To create the user namespace, pass --user flag to unshare command. It will start the shell with user and group id of nobody (65534) and nogroup (65534).

This low privileged group will not have any capabilities in the effective. To confirm this behaviour, check out the output of capsh --print command, still it can read the protected files like /etc/shadow. But, why?

Being a low privileged users still can read the files

In the process listing outside the namespace, all the processes are running with the permission of the "root" user, and kernel will compare this root user with the DAC permissions of the resources. And you know, root user is the ultimate user on the Linux, which bypasses all the checks in kernel (except configured in MAC policies, of course)

The process is actually running with the root user

In case, you are wondering how to get that container like root user, pass the -r flag along with --user which will map the current user as the root user in the namespace. Similarly, use -c will be used to map the current user with itself, instead of nobody:nogroup.
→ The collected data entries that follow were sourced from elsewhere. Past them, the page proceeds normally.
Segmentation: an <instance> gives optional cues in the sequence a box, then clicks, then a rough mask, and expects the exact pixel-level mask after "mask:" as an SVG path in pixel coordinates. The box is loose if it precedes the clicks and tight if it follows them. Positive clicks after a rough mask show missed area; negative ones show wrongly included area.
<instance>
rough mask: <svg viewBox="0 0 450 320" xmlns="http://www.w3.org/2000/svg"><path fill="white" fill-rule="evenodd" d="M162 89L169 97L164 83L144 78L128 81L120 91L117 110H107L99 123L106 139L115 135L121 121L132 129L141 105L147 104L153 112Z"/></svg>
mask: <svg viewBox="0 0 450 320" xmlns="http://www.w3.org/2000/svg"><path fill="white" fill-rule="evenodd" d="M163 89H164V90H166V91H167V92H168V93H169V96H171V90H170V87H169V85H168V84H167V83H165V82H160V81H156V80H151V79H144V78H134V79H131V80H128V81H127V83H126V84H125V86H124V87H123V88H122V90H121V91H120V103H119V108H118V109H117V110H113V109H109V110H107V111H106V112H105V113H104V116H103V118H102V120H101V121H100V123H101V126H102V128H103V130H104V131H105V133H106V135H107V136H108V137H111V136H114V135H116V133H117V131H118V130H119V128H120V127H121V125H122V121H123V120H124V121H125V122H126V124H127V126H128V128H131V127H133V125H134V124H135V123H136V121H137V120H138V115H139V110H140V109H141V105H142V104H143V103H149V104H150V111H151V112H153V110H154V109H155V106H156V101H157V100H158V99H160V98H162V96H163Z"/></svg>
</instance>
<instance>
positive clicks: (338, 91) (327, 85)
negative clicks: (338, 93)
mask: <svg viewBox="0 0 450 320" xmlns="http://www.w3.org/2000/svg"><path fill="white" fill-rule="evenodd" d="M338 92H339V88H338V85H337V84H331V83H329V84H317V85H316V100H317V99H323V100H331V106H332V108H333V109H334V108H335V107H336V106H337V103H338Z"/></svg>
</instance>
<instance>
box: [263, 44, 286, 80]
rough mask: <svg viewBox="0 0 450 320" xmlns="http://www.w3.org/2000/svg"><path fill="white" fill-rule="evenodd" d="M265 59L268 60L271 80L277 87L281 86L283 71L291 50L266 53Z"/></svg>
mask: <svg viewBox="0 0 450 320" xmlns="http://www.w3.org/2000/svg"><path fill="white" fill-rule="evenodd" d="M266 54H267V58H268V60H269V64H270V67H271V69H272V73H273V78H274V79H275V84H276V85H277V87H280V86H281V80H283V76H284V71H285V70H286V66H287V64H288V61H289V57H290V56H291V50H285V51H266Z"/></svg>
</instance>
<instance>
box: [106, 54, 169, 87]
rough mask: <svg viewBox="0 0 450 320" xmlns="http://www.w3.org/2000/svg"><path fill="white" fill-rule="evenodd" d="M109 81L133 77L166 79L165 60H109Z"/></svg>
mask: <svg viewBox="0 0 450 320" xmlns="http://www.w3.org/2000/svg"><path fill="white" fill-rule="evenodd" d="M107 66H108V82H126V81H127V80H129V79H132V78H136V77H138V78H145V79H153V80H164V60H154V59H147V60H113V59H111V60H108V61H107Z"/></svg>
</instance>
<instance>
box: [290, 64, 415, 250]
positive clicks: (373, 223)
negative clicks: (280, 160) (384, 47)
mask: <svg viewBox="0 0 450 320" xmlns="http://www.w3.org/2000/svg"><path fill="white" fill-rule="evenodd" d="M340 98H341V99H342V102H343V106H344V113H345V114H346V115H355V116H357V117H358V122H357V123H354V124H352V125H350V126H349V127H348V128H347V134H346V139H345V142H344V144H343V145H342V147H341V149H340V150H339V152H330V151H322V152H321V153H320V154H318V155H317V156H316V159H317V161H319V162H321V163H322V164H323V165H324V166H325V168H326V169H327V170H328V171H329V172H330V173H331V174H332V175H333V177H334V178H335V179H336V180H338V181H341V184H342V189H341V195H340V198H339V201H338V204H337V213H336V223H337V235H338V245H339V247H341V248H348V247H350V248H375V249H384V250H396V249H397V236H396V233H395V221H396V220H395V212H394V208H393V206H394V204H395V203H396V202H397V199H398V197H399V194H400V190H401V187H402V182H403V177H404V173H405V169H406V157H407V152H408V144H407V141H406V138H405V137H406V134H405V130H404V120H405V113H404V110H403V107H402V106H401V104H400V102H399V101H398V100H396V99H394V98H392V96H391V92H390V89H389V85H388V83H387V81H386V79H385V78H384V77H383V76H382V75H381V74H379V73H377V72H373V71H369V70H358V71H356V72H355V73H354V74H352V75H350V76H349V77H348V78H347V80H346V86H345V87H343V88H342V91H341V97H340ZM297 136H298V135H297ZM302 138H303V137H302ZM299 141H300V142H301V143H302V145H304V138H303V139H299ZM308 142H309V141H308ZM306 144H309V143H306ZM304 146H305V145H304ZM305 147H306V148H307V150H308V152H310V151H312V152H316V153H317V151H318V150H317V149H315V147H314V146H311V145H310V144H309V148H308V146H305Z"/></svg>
Create a user namespace and assign the first user as the root

Discussing all of the namespaces in this single post would make the knowledge more difficult to absorb. More information on namespaces can be found on their individual man pages.
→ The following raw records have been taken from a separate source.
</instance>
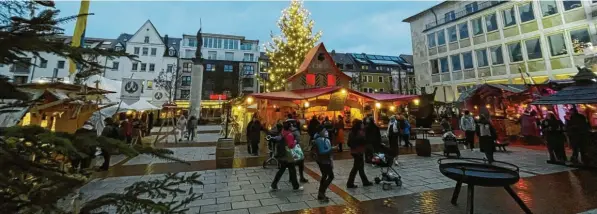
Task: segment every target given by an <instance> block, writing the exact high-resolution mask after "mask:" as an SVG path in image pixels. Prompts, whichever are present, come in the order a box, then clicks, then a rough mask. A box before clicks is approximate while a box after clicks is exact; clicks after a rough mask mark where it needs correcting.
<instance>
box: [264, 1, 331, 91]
mask: <svg viewBox="0 0 597 214" xmlns="http://www.w3.org/2000/svg"><path fill="white" fill-rule="evenodd" d="M309 15H310V13H309V11H307V9H305V8H304V7H303V2H302V1H301V0H292V1H291V3H290V6H289V7H288V8H286V9H284V10H283V11H282V17H280V20H279V21H278V27H279V28H280V32H281V35H279V36H274V34H273V33H271V37H272V42H270V43H268V45H266V46H265V53H266V55H267V56H268V57H269V60H270V63H269V67H267V68H266V70H265V71H266V72H267V74H268V78H267V79H262V78H260V81H261V84H262V85H264V86H265V90H266V92H270V91H280V90H283V89H284V86H285V84H286V79H287V78H288V77H290V76H292V75H293V74H295V73H296V70H297V69H298V67H299V66H300V65H301V63H302V61H303V59H304V58H305V55H306V54H307V52H309V50H310V49H311V48H313V46H315V43H316V42H317V41H319V38H321V31H319V32H317V33H316V34H315V35H313V25H314V24H315V22H314V21H313V20H311V19H310V18H309Z"/></svg>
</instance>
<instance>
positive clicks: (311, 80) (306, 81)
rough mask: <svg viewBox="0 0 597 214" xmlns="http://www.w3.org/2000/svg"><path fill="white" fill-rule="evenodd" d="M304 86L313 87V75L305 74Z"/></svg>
mask: <svg viewBox="0 0 597 214" xmlns="http://www.w3.org/2000/svg"><path fill="white" fill-rule="evenodd" d="M305 79H306V84H307V85H310V86H314V85H315V74H307V75H306V78H305Z"/></svg>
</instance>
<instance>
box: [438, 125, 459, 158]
mask: <svg viewBox="0 0 597 214" xmlns="http://www.w3.org/2000/svg"><path fill="white" fill-rule="evenodd" d="M442 140H443V141H444V156H446V157H450V153H455V154H456V157H457V158H460V149H458V139H456V135H454V132H452V131H446V133H444V135H443V136H442Z"/></svg>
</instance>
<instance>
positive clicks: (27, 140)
mask: <svg viewBox="0 0 597 214" xmlns="http://www.w3.org/2000/svg"><path fill="white" fill-rule="evenodd" d="M58 12H59V11H58V10H55V9H54V3H53V2H52V1H10V0H8V1H0V63H2V64H15V63H21V64H25V65H30V66H36V65H32V64H31V62H30V61H29V60H24V59H25V57H26V53H32V54H33V55H34V56H36V57H40V58H41V56H40V54H39V53H42V52H47V53H52V54H55V55H58V56H62V57H68V58H70V59H72V60H73V61H75V62H76V63H78V64H80V65H82V68H86V69H84V70H81V71H80V72H79V73H78V74H77V79H81V78H85V77H86V76H90V75H93V74H95V73H96V72H98V71H99V70H100V68H103V66H102V65H100V64H98V63H97V62H94V61H93V60H89V59H92V58H94V57H95V56H103V57H120V56H126V57H134V56H130V55H127V54H125V53H122V52H114V51H112V50H102V49H88V48H79V47H71V46H70V45H68V44H66V43H64V42H63V41H60V40H56V38H57V37H59V36H61V35H62V32H63V30H62V29H60V28H59V27H57V26H58V25H59V24H63V23H65V22H69V21H72V20H75V19H76V18H77V17H79V16H82V15H89V14H82V15H77V16H71V17H66V18H57V16H58ZM27 17H28V18H27ZM0 87H2V90H3V92H2V93H0V100H4V99H11V100H17V101H15V103H17V104H18V103H26V102H27V101H28V100H27V99H28V96H27V95H26V94H24V93H23V92H20V91H18V90H16V89H15V88H14V86H12V84H11V83H9V82H8V78H6V77H0ZM6 106H12V105H10V104H8V105H7V104H2V105H1V107H0V110H2V109H3V108H5V107H6ZM0 113H1V112H0ZM96 147H99V148H104V149H105V150H108V151H110V153H112V154H119V153H121V154H124V155H126V156H129V157H134V156H136V155H139V154H142V153H144V154H151V155H153V156H156V157H159V158H166V159H169V160H174V161H179V162H182V160H179V159H176V158H173V157H171V155H172V151H170V150H167V149H154V148H151V147H141V146H135V147H130V146H128V145H126V144H125V143H123V142H122V141H119V140H114V139H110V138H106V137H102V136H100V137H98V136H96V135H95V134H68V133H59V132H51V131H49V130H47V129H44V128H42V127H39V126H13V127H10V128H6V129H2V130H0V201H2V202H1V203H0V213H36V214H37V213H105V211H106V210H107V209H110V208H112V209H115V211H116V212H117V213H139V212H141V213H185V212H186V210H188V209H187V208H185V206H186V205H187V204H188V203H190V202H191V201H193V200H196V199H197V198H199V197H201V195H200V194H197V193H194V192H193V188H192V186H193V185H202V183H201V182H200V181H199V175H197V174H192V175H190V176H178V175H176V174H167V175H165V177H164V179H162V180H153V181H143V182H137V183H135V184H133V185H132V186H129V187H127V188H125V190H124V193H109V194H106V195H102V196H100V197H98V198H96V199H93V200H90V201H87V202H85V203H84V204H82V205H81V206H77V207H75V208H74V209H73V207H71V206H60V205H59V204H58V202H59V201H60V200H62V199H68V198H70V197H69V196H71V195H73V194H75V193H76V192H77V191H78V189H79V188H80V187H81V186H82V185H84V184H85V183H86V182H87V180H88V179H89V177H88V175H84V174H82V173H79V172H77V171H72V170H68V169H65V168H68V167H65V166H68V163H69V160H73V159H77V158H83V157H87V154H89V149H91V150H95V148H96ZM186 187H190V188H186ZM179 196H183V197H184V198H185V199H184V200H181V201H176V200H175V198H177V197H179Z"/></svg>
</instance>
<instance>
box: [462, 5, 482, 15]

Enough talking, but how can we use this outside docker or runc ecosystem, yet another post on Linux feature, huh? If you have this question, or not, this section is for you. In this section, I will use the knowledge gained from the previous posts, cgroups and namespaces to create a docker container without using docker CLI.

Set up the File System

OK, copying file system from the current system would take a lot of time. Therefore allow me to cheat for a moment and to pull the alpine registry.

Run the docker container of the alpine image

Start the container and copy the files using docker cp command into the host file system in /root/filesystem directory.

Copy the filesystem to `/root/filesystem` directory

Copying eatmemory directory is optional. I just wanted to test the working of the cgroups inside the chrooted environment in the lab.

Set up Control Groups

Create the cgroup with cpu, cpuacct and memory controllers, name it as mycontainer for now. Set the memory limit of \( 10^9 \) bytes and cpu shares to 512. This will be used to set the CPU time and memory limits.

Create and configure control groups for CPU and Memory resources

Start the Chroot Process in the Namespace with Cgroups

Using the following command, you can start the /bin/sh process in the different namespaces with the mycontainer cgroup. The execution flow will look like – cgexec \( \to \) unshare \( \to \) chroot \( \to \) sh \( \to \) mount \( \to \) sh.

cgexec -g cpu,cpuacct,memory:mycontainer \
unshare -fUmnpr --mount-proc --fork \
chroot /root/filesystem /bin/sh -c "/bin/mount -t proc proc /proc && /bin/sh"

Since after the chroot, there is only one mount to proc file system, the output of mount command will show only that and also the processes running under PID namespace.

List processes and mounts in the container

If you would check the hostname of the current container, it will be random hexadecimal string which looks identical to what we see when using docker container. This is because of the UTS namespace, which is responsible for providing the isolation of the hostname and the NIS domain name.

List entries in the `/etc/hosts` file and hostname

The output of the process listing command outside this namespace, on the host machine will look similar to what we are used to see with containerd-shims'.

So allow me to sum up what you have learnt today. Namespaces are what make resource isolation possible so that the initial process and it's child processes do not interfere with the processes of other namespaces. Some people (including me) also like to call it "chroot of resources". Control groups is the kernel feature which is used to monitor and limit the resource consumption for processes and its children.

Q: Can you run container w/o cgroups?
A: Yes, but there will be no boundary for resources consumption. So one process can perform DoS on others by allocating unnecessary resources.

Q: Can you run container w/o namespace?
A: No, because it is the one which is used to provide isolation and if it is not uses the processes in different container can see and access resources of other processes.